For more information, see http://gcc.gnu.org/onlinedocs/gcc/Debugging-Options.html

It’s not possible to directly enable dumping for a custom pass from the command-line (it would require adding new GCC command-line options). However, your script can directly enable dumping for a custom pass by writing to the dump_enabled attribute (perhaps in response to the arguments passed to plugin, or a driver script).

If enabled for a pass, then a file is written to the same directory as the output file, with a name based on the input file and the pass number.

For example, given a custom gcc.Pass with name ‘test-pass’, then when input.c is compiled to build/output.o:

$ gcc -fdump-tree-all -o build/output.o src/input.c

then a dump file input.c.225t.test-pass will be written to the directory build. In this case, 225 is the static_pass_number field, “t” signifies a tree pass, with the pass name appearing as the suffix.

gcc.dump(obj)

Write str() of the argument to the current dump file.
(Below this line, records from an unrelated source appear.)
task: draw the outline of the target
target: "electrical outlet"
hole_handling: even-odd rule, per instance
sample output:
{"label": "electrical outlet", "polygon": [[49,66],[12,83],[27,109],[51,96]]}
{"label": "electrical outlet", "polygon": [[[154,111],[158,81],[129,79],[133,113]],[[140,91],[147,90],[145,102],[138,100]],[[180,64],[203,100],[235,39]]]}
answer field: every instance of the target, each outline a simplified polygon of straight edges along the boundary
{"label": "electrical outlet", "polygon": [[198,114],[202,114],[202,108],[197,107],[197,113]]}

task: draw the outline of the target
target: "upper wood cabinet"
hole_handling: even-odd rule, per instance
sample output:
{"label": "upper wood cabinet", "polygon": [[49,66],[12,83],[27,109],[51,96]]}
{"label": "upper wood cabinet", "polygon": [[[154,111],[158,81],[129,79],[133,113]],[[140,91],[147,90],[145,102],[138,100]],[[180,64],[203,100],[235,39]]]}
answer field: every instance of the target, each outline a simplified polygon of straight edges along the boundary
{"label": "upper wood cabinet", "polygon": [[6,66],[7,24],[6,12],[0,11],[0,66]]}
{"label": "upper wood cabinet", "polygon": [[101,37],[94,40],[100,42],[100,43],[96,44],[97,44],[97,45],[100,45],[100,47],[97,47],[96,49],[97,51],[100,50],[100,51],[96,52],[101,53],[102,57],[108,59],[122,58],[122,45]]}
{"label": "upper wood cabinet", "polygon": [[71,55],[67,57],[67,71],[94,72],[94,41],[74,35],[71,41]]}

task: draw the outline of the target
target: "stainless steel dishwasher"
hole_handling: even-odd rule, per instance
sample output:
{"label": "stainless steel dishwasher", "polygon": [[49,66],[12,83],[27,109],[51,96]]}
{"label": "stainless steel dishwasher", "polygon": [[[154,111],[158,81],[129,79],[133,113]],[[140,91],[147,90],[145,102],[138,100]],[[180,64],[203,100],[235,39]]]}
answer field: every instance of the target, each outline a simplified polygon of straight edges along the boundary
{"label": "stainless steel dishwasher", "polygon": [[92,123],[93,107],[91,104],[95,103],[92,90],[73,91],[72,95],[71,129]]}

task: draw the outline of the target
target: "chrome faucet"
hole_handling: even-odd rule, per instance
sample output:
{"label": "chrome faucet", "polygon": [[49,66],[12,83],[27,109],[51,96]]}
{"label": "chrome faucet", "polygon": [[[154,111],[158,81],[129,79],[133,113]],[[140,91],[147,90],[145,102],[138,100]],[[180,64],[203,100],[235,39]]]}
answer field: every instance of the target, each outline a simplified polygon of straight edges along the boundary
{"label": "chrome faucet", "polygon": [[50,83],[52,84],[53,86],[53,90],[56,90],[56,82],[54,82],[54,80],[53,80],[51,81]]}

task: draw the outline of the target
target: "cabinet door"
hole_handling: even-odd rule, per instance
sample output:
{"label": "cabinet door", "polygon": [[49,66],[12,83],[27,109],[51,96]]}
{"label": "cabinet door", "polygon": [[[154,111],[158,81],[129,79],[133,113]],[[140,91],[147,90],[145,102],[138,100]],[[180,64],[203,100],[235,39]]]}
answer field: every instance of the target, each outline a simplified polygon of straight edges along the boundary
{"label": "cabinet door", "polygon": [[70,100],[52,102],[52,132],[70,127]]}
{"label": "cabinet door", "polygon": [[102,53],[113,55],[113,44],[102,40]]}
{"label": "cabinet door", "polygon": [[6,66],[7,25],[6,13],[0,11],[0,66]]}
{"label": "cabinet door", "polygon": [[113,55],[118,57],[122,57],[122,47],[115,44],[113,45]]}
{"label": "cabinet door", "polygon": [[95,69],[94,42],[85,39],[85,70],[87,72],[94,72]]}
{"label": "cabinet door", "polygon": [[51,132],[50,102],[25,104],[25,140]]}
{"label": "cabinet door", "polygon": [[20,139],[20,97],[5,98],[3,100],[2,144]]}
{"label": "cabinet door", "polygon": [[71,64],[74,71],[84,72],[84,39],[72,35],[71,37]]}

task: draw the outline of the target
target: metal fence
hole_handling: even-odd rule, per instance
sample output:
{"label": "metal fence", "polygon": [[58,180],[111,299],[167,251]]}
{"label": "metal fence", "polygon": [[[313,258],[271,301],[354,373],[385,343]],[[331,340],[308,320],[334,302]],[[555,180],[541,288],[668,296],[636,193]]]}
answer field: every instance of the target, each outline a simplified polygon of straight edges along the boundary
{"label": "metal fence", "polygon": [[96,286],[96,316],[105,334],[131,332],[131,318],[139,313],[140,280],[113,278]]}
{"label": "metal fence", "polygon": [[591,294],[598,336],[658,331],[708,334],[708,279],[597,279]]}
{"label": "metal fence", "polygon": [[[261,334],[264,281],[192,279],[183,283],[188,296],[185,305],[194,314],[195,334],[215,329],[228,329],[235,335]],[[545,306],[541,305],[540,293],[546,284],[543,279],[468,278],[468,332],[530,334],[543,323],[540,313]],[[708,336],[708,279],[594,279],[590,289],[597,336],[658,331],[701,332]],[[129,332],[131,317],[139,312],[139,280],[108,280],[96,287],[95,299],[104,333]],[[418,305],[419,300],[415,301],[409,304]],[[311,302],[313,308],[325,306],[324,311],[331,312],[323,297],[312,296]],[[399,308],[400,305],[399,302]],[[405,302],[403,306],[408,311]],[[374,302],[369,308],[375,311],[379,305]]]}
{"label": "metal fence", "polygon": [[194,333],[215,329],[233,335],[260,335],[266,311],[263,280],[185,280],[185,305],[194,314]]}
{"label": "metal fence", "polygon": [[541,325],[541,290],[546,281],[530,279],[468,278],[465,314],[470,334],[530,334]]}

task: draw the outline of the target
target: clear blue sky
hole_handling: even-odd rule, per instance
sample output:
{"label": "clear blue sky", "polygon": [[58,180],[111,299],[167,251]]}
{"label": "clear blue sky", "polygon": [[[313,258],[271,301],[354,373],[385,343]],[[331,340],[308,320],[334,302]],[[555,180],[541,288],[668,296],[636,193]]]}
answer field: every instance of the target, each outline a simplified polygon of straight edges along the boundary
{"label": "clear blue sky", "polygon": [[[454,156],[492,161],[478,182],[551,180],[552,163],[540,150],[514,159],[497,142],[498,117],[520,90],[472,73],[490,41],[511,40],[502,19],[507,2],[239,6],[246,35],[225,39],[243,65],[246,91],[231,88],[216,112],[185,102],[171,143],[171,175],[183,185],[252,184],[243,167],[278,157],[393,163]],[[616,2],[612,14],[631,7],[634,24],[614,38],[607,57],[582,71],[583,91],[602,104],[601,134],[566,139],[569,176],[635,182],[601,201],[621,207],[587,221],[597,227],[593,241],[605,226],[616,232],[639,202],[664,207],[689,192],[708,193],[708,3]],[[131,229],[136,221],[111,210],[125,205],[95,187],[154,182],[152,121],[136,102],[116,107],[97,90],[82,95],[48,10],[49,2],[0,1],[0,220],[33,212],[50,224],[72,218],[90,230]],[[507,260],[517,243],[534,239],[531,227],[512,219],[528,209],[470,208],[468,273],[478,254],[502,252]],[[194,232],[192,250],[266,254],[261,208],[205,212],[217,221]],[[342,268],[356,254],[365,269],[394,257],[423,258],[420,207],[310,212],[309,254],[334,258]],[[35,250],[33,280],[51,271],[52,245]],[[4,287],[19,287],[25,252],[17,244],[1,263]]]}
No newlines or other whitespace are added.

Note that dumping is disabled by default; in this case, the call will do nothing.

gcc.get_dump_file_name()

Get the name of the current dump file.

If called from within a pass for which dumping is enabled, it will return the filename in string form.

If dumping is disabled for this pass, it will return None.

The typical output of a dump file will contain:

;; Function bar (bar)

(dumped information when handling function bar goes here)

;; Function foo (foo)

(dumped information when handling function foo goes here)

For example:

class TestPass(gcc.GimplePass):
    def execute(self, fun):
        # Dumping of strings:
        gcc.dump('hello world')

        # Dumping of other objects:
        gcc.dump(42)

ps = TestPass(name='test-pass')
ps.register_after('cfg')
ps.dump_enabled = True

would have a dump file like this:

;; Function bar (bar)

hello world42
;; Function foo (foo)

hello world42

Alternatively, it can be simpler to create your own logging system, given that one can simply open a file and write to it.

gcc.get_dump_base_name()

Get the base file path and name prefix for GCC’s dump files.

You can use this when creating non-standard logfiles and other output.

For example, the libcpychecker code can write HTML reports on reference-counting errors within a function, writing the output to a file named:

filename = '%s.%s-refcount-errors.html' % (gcc.get_dump_base_name(),
                                           fun.decl.name)

given fun, a gcc.Function.

By default, this is the name of the input file, but within the output file’s directory. (It can be overridden using the -dumpbase command-line option).